Carpenter broke away from the others and leapt to cross swords with the French pirate. ‘The Unseelie Court jangle shiny things in front of weak men, but they are as insubstantial as rainbows,’ the spy said with a vehemence that puzzled Strangewayes. ‘They can never be reached and men waste a lifetime trying.’
Le Gris only laughed. As the two men danced around each other, thrusting and parrying in the downpour, Strangewayes glimpsed a figure bearing down upon him. Spinning, he swung up his rapier just as a dead pirate hacked with its own blade. A dull ache burned in his shoulder from the force of the walking corpse’s blow. Choking on the stink of decaying flash, he easily sidestepped the next thrust. Yet what the thing lacked in expertise it made up for with untiring force. The unblinking face loomed closer, ragged lips hanging off clenched teeth, fat white maggots at play on exposed cheek flesh. When the spy pierced the heart for a second time, he grasped the futility of his strategy. Before he could find another approach, he saw Carpenter slip to one knee on the wet stone. Defenceless, the other man could only look up as a leering le Gris levelled his rapier for the killing stroke.
Without a second thought, Strangewayes dropped his own defence and parried le Gris’s thrust. He sensed the dead pirate swing for his neck, and screwed his eyes shut in the certain knowledge that his life was over. When the blow failed to strike, he looked round to see Meg whisking her dagger back as the pirate’s entrails splashed into the puddles. Sweeping an arm out, the Irish woman gave Strangewayes a theatrical bow.
Carpenter recovered and thrust his blade into le Gris’s thigh. The pirate howled in agony and staggered away, blood seeping between his fingers as he clutched his leg. Brushing back his wet hair from his pink scars, Carpenter turned to Strangewayes and gasped, ‘I owe you my life.’
‘And I owe mine to. . her,’ Strangewayes replied, masking his irritation that the woman he loathed had saved him. ‘We keep no score here.’
‘Very well,’ Carpenter replied, looking round. Two other bodies lay writhing in black pools. Launceston loomed over them, his sword dripping gore and a hungry gleam in his eyes as he examined each man in turn.
‘You have done your work there, Robert,’ Carpenter called with a weary shake of his head. ‘Let it be.’

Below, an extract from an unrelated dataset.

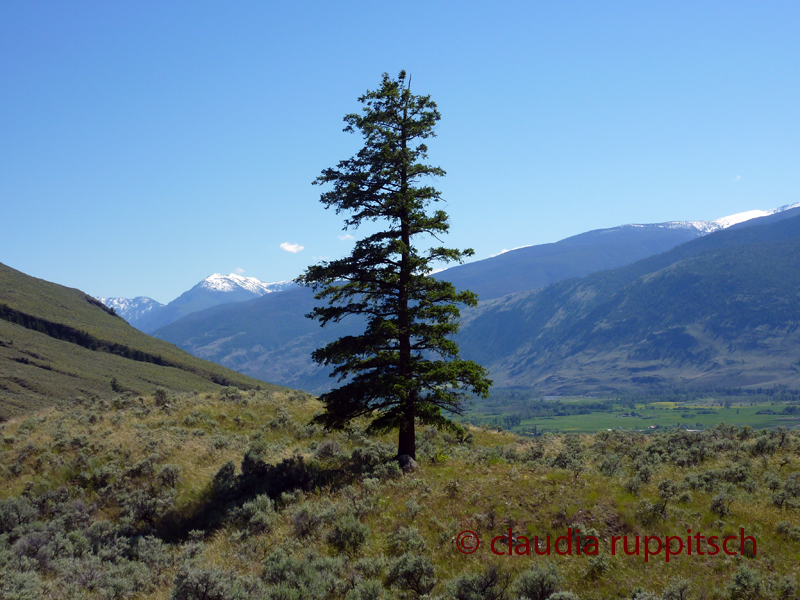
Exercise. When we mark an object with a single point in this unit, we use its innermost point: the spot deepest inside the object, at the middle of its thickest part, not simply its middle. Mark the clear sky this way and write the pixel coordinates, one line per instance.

The four spies backed against the wet stone of the tower. One by one, the cries of the dying seamen ebbed away beneath the howl of the storm until no human voice remained. Strangewayes squinted, trying to pierce the night. He saw misshapen heaps that had once been human, innards turned to straw or faces twisted into twirls of blackthorn, all the monstrous work of the Fay. He felt sickened by the atrocities committed by their Enemy. Beyond the bodies, grey shapes flitted like moon-shadows. The Unseelie Court began to creep forward.
‘Stand firm, lads,’ Meg called, twirling her dagger. ‘We’ll show them some cold steel before we take our bows.’
Strangewayes gritted his teeth and thought of Grace, until the rattle of a bolt at his back distracted him. A door that he could have sworn was not there before swung open at the base of the tower. A torch flared in the dark interior.
‘Better late than never,’ Swyfte said with a grin. ‘Step lively now. This door will not hold them off for long.’